La capacidad de amplificar una pluralidad de secuencias de ácidos nucleicos, tal como una biblioteca genómica o una biblioteca de ADNc, resulta crítica dada la ineficiencia de los métodos actuales de secuenciación. Las tecnologías de secuenciación actuales requieren millones de copias de ácido nucleico por cada reacción de secuenciación. Además, la secuenciación de un genoma humano requeriría aproximadamente diez millones de reacciones de secuenciación diferentes. En el caso de que el material de partida fuese limitado, resultaría necesaria la amplificación del ADN inicial antes de la secuenciación genómica. El material de partida puede ser limitado, por ejemplo si el genoma que debe secuenciarse procede de una cantidad traza de patógeno o de un paciente prenatal. Las técnicas actuales para la amplificación genómica in vitro implican protocolos laboriosos de clonación y cultivo que han limitado la utilidad de la secuenciación genómica. Otras técnicas, tales como la PCR, aunque rápidas y fiables, no son capaces de amplificar un genoma de una manera representativa.

Aunque la PCR con cebadores aleatorios puede manipularse fácilmente para amplificar una pluralidad de ácidos nucleicos en una reacción, este método no resulta preferente debido a que la biblioteca amplificada no es representativa de la biblioteca de partida. Es decir, en el contexto de una PCR aleatoria algunas secuencias de ADN se amplifican preferentemente a expensas de otras secuencias, de manera que el producto amplificado no representa el material de partida. Este problema de la PCR puede superarse si cada miembro individual de una biblioteca se amplifica en una reacción separada. Sin embargo, este enfoque puede no resultar práctico en el caso de que se requieran muchos miles de tubos de reacción para el procedimiento de amplificación, ya que una biblioteca genómica o una biblioteca de ADNc puede incluir más de 100.000 fragmentos. La amplificación individual de cada fragmento de estas bibliotecas en una reacción separada no resulta práctica.
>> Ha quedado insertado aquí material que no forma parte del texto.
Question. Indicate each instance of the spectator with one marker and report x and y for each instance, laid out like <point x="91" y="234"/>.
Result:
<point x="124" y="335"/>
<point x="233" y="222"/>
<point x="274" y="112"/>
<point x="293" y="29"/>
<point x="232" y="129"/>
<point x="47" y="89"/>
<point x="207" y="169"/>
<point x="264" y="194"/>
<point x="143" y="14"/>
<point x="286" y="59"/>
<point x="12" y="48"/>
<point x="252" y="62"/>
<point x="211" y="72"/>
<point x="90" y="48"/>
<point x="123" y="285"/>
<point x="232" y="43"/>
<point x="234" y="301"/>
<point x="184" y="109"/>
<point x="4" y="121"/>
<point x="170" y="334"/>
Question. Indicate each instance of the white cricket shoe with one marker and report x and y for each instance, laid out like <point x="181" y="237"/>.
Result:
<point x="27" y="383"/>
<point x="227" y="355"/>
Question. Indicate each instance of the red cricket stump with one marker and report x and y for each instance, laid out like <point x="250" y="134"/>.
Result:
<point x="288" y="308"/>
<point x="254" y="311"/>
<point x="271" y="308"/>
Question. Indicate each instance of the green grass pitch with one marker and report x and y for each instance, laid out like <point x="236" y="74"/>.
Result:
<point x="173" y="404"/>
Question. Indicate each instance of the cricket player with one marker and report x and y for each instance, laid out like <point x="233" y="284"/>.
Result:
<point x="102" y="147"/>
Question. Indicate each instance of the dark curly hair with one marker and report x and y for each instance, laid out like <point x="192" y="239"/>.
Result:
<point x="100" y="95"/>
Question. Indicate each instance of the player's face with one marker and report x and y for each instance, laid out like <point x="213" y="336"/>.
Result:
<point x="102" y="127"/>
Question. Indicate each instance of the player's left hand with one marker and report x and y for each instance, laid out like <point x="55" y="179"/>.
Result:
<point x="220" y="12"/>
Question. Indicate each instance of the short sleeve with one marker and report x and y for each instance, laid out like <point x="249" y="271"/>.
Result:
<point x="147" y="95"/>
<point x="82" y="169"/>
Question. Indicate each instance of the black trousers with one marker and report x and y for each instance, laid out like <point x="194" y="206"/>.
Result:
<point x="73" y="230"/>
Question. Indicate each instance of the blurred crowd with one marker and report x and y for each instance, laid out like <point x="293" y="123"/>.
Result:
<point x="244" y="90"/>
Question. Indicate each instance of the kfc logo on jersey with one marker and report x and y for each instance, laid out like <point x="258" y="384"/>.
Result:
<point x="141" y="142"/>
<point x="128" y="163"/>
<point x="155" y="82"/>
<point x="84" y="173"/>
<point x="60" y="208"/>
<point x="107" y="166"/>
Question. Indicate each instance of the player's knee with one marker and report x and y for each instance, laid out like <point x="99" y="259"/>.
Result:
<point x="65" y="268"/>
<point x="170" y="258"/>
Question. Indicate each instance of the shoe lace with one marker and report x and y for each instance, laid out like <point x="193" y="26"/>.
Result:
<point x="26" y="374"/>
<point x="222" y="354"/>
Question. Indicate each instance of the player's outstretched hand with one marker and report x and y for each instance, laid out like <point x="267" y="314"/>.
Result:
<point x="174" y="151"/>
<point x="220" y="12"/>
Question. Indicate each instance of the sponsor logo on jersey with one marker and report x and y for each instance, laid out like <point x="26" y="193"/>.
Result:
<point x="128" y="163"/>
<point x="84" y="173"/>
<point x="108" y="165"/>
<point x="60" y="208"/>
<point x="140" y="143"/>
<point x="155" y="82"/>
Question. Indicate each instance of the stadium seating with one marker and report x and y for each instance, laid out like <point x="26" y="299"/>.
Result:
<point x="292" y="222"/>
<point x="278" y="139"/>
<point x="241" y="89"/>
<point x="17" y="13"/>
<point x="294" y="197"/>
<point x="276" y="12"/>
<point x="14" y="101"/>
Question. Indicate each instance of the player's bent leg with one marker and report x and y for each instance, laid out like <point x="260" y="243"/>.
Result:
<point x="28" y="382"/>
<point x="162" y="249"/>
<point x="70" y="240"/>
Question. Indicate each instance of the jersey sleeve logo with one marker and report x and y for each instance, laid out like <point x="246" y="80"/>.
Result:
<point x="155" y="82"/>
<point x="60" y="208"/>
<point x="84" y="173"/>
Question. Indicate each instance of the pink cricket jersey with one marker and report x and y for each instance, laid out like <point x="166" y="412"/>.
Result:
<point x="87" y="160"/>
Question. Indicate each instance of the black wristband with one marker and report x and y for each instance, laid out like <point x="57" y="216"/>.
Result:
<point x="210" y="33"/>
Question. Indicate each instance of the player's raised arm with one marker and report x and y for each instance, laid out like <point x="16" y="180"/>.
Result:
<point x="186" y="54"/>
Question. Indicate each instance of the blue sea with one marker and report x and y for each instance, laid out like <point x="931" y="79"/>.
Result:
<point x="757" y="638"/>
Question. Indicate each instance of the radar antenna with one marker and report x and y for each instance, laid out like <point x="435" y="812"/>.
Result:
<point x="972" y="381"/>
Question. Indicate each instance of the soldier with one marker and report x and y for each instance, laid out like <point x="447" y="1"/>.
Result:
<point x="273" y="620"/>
El documento WO 00/40712 da a conocer un método de separación óptica utilizado para aislar uno o más elementos genéticos codificantes de un producto génico que presente una actividad deseada.

Descripción resumida de la invención

La presente invención proporciona un método para amplificar una pluralidad de ácidos nucleicos (por ejemplo cada secuencia de una biblioteca de ADN, transcriptoma o genoma) de una manera rápida y económico en un único tubo de reacción. Un uso del método de la invención es llevar a cabo la amplificación clonal simultánea (por ejemplo mediante PCR) de una pluralidad de muestras (hasta varios cientos de miles) en un recipiente de reacción. La presente invención proporciona además un medio para encapsular una pluralidad de muestras de ADN individualmente en una microcápsula de una emulsión (es decir, un microrreactor), llevando a cabo la amplificación de la pluralidad de muestras encapsuladas de ácidos nucleicos simultáneamente, y liberando dicha pluralidad amplificada de ADN de las microcápsulas para reacciones posteriores.

En una realización, se hibridan copias individuales de la especie de ácido nucleico molde a perlas de captura que comprenden, por ejemplo, oligonucleótidos de captura o grupos químicos que se unen al molde de ácidos nucleicos. Las perlas se suspenden en solución de amplificación completa (ver el Ejemplo 2 para un ejemplo de una solución de amplificación) y se emulsionan para producir microrreactores (típicamente de 100 a 200 micrómetros de diámetro). A continuación, se utiliza la amplificación asimétrica (por ejemplo la PCR) para incrementar clonalmente el número de copia de la especie molde inicial en los microrreactores, y estas copias se unen a las perlas de captura en los microrreactores.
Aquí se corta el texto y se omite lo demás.